One would think that publishers would consistently support writers, because writers are their raison d’etre. But that is only too often not true. For those publishers whose primary concern is making money, they are typically as supportive of their writers as the owners of a big company are of their employees. If one’s employee makes a lot of money for the folks in charge, he or she is amply (often too amply) rewarded. If not—well, we all know about minimum wages. Writers are well advised to read carefully any contracts with a major, commercial publisher.
The obvious exceptions are the small, literary press publishers. They know they’re not going to get any real financial return for their efforts. They do what they do out of love for literature. They are a noble lot and too often maligned by frustrated writers who fail to be chosen by them for publication.
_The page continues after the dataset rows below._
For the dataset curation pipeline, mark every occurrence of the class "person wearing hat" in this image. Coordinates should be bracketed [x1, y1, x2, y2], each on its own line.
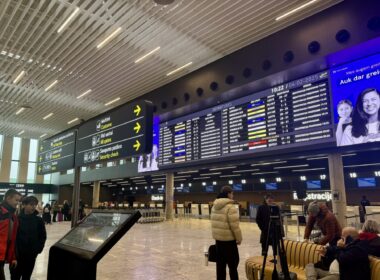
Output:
[211, 186, 242, 280]
[304, 201, 341, 246]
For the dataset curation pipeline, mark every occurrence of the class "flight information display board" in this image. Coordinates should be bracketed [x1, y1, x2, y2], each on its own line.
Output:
[159, 71, 334, 168]
[75, 100, 153, 166]
[37, 130, 76, 174]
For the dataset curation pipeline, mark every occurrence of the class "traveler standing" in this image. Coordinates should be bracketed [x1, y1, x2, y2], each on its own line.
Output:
[211, 186, 242, 280]
[256, 194, 276, 255]
[61, 200, 70, 221]
[0, 189, 22, 280]
[10, 196, 46, 280]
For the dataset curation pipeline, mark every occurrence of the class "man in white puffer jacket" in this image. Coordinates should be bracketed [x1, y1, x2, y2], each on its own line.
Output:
[211, 185, 242, 280]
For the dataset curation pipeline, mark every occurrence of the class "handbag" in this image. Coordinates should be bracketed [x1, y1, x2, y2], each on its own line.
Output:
[208, 244, 217, 262]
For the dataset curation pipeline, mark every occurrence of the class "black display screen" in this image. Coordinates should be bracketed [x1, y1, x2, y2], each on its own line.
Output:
[75, 100, 153, 166]
[159, 71, 334, 168]
[37, 130, 76, 174]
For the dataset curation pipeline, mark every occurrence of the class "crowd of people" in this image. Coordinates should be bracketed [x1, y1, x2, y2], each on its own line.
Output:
[0, 189, 81, 280]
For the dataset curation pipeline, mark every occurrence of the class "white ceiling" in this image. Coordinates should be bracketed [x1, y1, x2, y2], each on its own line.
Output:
[0, 0, 342, 139]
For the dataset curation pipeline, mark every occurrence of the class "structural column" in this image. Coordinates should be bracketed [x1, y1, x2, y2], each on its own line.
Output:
[165, 173, 174, 221]
[328, 153, 347, 227]
[92, 181, 100, 208]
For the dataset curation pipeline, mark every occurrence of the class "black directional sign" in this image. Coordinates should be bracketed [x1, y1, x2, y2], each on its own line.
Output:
[37, 130, 76, 175]
[75, 100, 153, 166]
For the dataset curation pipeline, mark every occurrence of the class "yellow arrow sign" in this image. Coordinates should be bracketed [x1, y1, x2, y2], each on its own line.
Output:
[133, 140, 141, 151]
[134, 122, 141, 134]
[38, 166, 42, 172]
[39, 156, 42, 162]
[134, 105, 141, 116]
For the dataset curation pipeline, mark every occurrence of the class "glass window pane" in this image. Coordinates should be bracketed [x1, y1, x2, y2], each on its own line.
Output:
[0, 134, 3, 159]
[28, 139, 38, 162]
[12, 137, 21, 161]
[81, 166, 87, 172]
[9, 161, 19, 182]
[67, 169, 74, 174]
[27, 162, 36, 183]
[43, 174, 51, 184]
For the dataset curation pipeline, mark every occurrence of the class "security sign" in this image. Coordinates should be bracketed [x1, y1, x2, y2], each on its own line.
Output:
[75, 100, 153, 166]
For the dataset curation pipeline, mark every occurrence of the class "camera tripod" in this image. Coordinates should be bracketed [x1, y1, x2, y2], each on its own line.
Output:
[260, 206, 291, 280]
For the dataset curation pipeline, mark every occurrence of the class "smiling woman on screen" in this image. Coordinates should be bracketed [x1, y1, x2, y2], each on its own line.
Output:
[340, 88, 380, 146]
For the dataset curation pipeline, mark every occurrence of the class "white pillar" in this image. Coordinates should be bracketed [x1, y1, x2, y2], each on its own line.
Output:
[328, 153, 347, 227]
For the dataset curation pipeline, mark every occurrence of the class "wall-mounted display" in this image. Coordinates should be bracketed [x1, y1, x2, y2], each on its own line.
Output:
[159, 71, 333, 169]
[76, 101, 153, 166]
[357, 177, 376, 188]
[330, 53, 380, 147]
[37, 130, 76, 174]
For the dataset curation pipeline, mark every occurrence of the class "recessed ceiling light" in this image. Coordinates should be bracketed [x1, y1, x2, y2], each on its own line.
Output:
[135, 47, 160, 63]
[40, 133, 47, 138]
[105, 97, 120, 106]
[43, 113, 54, 120]
[67, 117, 79, 124]
[77, 89, 92, 99]
[166, 62, 193, 76]
[45, 80, 58, 91]
[13, 70, 26, 84]
[57, 7, 80, 33]
[15, 107, 25, 115]
[275, 0, 318, 21]
[97, 27, 122, 49]
[18, 130, 25, 135]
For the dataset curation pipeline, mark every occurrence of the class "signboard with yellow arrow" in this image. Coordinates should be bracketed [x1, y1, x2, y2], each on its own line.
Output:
[37, 130, 76, 175]
[75, 100, 153, 166]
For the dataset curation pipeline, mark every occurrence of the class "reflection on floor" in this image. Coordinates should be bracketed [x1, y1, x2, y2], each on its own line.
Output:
[11, 218, 301, 280]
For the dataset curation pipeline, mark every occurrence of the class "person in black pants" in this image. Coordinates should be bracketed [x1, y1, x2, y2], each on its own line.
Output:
[256, 194, 276, 255]
[10, 196, 46, 280]
[211, 186, 242, 280]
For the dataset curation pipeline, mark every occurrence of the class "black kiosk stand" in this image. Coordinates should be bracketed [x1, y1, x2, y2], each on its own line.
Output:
[47, 210, 141, 280]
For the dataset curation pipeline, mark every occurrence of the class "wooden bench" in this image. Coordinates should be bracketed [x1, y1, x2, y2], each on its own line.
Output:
[245, 239, 380, 280]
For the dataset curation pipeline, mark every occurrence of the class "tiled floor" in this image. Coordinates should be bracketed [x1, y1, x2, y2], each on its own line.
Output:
[9, 218, 302, 280]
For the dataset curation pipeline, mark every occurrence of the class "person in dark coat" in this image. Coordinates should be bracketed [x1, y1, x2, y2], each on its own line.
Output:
[359, 219, 380, 257]
[61, 200, 70, 221]
[10, 196, 46, 280]
[306, 227, 370, 280]
[256, 194, 276, 255]
[42, 203, 51, 224]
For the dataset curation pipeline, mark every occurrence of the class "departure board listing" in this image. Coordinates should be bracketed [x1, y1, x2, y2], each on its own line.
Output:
[159, 71, 334, 168]
[37, 130, 76, 175]
[75, 100, 153, 166]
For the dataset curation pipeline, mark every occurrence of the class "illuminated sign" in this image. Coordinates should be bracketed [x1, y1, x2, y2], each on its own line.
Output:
[37, 130, 76, 174]
[75, 100, 153, 166]
[293, 191, 332, 201]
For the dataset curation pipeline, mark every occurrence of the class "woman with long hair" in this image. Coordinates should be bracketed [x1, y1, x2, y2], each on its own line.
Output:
[341, 88, 380, 145]
[335, 99, 353, 146]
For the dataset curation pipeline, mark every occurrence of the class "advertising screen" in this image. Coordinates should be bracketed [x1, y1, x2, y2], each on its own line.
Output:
[330, 53, 380, 147]
[357, 177, 376, 187]
[232, 183, 242, 191]
[138, 116, 160, 172]
[306, 180, 322, 189]
[265, 183, 278, 190]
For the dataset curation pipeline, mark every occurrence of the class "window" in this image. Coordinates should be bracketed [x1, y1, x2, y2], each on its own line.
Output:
[28, 139, 38, 162]
[9, 161, 19, 183]
[11, 137, 21, 160]
[9, 137, 22, 182]
[67, 169, 74, 174]
[43, 174, 51, 184]
[27, 163, 36, 183]
[81, 166, 87, 172]
[27, 139, 38, 183]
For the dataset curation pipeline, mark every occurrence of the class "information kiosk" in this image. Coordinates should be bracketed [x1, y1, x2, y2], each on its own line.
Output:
[47, 210, 141, 280]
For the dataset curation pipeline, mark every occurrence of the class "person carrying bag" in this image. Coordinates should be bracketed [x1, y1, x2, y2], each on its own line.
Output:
[210, 186, 242, 280]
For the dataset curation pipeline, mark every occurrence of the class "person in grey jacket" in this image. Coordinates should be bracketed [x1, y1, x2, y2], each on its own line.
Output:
[211, 185, 242, 280]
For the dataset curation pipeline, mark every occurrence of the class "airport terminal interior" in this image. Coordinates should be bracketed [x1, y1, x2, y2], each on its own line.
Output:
[0, 0, 380, 279]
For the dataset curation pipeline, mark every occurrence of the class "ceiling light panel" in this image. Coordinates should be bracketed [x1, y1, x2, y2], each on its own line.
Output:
[0, 0, 341, 137]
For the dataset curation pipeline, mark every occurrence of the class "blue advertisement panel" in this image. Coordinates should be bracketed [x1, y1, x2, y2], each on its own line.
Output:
[330, 53, 380, 146]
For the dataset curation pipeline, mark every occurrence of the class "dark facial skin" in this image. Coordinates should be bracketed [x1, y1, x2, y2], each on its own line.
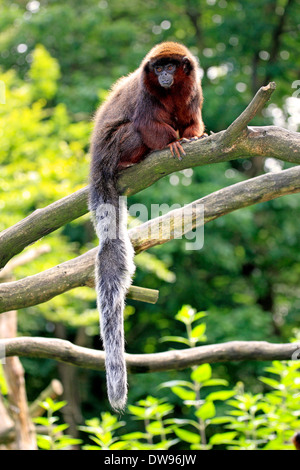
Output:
[154, 63, 176, 88]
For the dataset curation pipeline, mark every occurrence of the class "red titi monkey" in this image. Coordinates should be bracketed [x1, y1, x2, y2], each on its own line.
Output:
[89, 42, 206, 410]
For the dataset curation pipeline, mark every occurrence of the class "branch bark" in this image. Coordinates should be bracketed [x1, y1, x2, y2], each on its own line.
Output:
[1, 164, 300, 314]
[0, 311, 37, 449]
[222, 82, 276, 146]
[0, 336, 299, 373]
[0, 83, 299, 269]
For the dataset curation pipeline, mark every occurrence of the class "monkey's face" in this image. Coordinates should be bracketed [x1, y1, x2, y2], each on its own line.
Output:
[144, 55, 193, 94]
[154, 63, 176, 88]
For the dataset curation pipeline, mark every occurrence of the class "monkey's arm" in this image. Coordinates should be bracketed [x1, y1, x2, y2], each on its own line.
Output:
[138, 120, 178, 150]
[137, 120, 188, 160]
[134, 92, 179, 151]
[178, 91, 205, 140]
[179, 105, 205, 140]
[181, 120, 206, 139]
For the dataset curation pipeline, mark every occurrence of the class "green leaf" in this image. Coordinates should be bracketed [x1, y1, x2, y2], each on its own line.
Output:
[171, 386, 196, 401]
[206, 390, 236, 402]
[160, 336, 191, 346]
[210, 416, 235, 425]
[191, 364, 212, 383]
[33, 416, 51, 426]
[127, 405, 147, 419]
[146, 421, 169, 436]
[202, 379, 229, 387]
[196, 402, 216, 420]
[55, 438, 82, 450]
[110, 441, 129, 450]
[209, 432, 237, 445]
[174, 428, 201, 444]
[193, 312, 207, 322]
[90, 436, 106, 447]
[259, 377, 283, 390]
[36, 435, 52, 450]
[52, 423, 69, 434]
[160, 380, 194, 390]
[121, 432, 147, 440]
[51, 400, 68, 412]
[259, 377, 281, 389]
[190, 323, 206, 340]
[175, 305, 196, 325]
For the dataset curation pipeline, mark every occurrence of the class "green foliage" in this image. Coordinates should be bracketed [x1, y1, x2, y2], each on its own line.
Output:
[34, 311, 300, 450]
[33, 398, 82, 450]
[80, 310, 300, 450]
[79, 413, 128, 450]
[160, 306, 235, 449]
[79, 398, 176, 450]
[28, 44, 61, 101]
[224, 361, 300, 450]
[1, 0, 299, 115]
[125, 396, 177, 449]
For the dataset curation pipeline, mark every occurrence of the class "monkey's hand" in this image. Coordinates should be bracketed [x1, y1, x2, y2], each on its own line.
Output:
[168, 134, 208, 160]
[168, 140, 186, 160]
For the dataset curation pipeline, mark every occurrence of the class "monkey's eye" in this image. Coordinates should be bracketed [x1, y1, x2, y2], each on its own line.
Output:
[166, 64, 176, 72]
[155, 66, 163, 73]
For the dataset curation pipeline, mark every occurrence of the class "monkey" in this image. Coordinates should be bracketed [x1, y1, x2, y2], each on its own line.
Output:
[89, 42, 206, 411]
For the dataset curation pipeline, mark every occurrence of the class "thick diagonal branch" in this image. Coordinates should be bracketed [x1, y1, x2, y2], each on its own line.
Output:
[1, 165, 300, 314]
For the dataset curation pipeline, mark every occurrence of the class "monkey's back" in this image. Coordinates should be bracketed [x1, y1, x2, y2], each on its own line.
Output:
[94, 70, 142, 131]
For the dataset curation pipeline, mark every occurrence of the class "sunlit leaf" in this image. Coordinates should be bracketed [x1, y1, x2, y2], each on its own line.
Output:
[174, 428, 201, 444]
[191, 364, 212, 383]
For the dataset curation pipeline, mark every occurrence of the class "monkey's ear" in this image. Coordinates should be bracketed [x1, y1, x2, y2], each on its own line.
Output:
[182, 56, 192, 74]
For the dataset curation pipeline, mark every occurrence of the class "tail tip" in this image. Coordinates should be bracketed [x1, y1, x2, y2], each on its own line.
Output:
[109, 396, 127, 413]
[107, 379, 127, 412]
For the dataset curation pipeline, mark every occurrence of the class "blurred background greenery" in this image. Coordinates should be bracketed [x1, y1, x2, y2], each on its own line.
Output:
[0, 0, 299, 439]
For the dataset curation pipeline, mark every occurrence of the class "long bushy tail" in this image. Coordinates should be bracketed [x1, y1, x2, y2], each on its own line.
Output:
[89, 171, 135, 411]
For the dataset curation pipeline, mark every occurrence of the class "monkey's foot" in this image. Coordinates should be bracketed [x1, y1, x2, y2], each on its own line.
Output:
[184, 134, 208, 141]
[118, 162, 135, 169]
[168, 140, 186, 160]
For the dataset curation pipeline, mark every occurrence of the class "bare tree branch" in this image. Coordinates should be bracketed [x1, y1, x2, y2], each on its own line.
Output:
[0, 245, 51, 282]
[1, 337, 299, 373]
[222, 82, 276, 146]
[1, 164, 300, 314]
[0, 83, 299, 269]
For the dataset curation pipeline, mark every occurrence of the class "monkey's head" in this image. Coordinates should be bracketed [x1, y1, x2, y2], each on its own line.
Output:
[142, 42, 198, 93]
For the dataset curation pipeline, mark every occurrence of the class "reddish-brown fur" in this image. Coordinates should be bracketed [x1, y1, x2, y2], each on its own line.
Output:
[89, 42, 206, 410]
[90, 41, 205, 179]
[131, 41, 205, 164]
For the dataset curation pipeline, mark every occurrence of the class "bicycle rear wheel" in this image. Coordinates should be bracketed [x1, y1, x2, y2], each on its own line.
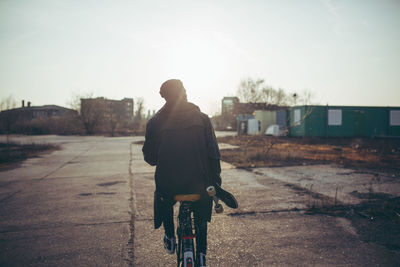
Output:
[176, 202, 196, 267]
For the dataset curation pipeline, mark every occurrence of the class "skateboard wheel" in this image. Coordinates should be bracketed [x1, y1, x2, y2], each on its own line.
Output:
[215, 203, 223, 213]
[206, 186, 216, 197]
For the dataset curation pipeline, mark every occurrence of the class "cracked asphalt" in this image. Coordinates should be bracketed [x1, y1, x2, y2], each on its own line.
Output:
[0, 135, 399, 266]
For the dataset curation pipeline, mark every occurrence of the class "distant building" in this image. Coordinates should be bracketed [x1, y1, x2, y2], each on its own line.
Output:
[80, 97, 134, 123]
[215, 96, 285, 131]
[0, 101, 77, 122]
[221, 97, 240, 116]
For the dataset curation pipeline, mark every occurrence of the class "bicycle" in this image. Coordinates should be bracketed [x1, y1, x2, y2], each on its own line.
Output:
[174, 186, 223, 267]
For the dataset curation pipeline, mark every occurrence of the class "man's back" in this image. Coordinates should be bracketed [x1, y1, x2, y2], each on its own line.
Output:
[143, 101, 218, 197]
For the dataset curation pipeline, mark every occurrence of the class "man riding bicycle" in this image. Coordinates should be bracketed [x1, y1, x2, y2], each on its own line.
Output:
[142, 79, 222, 267]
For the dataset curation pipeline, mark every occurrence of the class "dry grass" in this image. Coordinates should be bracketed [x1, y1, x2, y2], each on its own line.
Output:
[218, 135, 400, 171]
[0, 142, 59, 170]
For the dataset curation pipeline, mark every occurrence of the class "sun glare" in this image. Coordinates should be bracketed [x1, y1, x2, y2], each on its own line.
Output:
[160, 32, 231, 113]
[164, 33, 230, 86]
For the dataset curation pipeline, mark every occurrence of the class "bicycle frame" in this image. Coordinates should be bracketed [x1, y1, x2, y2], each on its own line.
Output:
[176, 201, 196, 267]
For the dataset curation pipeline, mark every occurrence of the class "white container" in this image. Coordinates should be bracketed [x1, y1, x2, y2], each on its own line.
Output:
[265, 124, 280, 136]
[247, 119, 260, 135]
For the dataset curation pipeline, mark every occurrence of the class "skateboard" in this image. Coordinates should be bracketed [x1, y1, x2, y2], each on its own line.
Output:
[207, 184, 238, 213]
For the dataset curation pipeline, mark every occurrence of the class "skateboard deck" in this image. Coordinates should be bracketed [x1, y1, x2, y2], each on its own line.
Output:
[214, 183, 238, 209]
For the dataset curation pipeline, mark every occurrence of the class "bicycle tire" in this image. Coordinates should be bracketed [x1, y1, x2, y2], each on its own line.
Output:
[176, 201, 196, 267]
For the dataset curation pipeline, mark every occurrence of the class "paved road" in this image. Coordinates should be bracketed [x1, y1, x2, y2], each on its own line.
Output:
[0, 135, 399, 266]
[0, 136, 135, 266]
And academics?! You’d certainly expect English profs to care about literature, but too often all they care about is their careers. Next time you’re at a poetry reading or book launch, look around and see how many profs are present. Writers sometimes get lucky and land a temporary gig at a university or college—where they are paid less than a prof on the lowest rung of the professorial pay scale. Anyone hoping to make money from literature should know a graduate degree is worth more than a hundred literary publications—and a lot easier to obtain.
Again, there are exceptions. But you won’t find many significant writers who earned their daily bread as English Lit profs. Hell, more made a living as short-order cooks!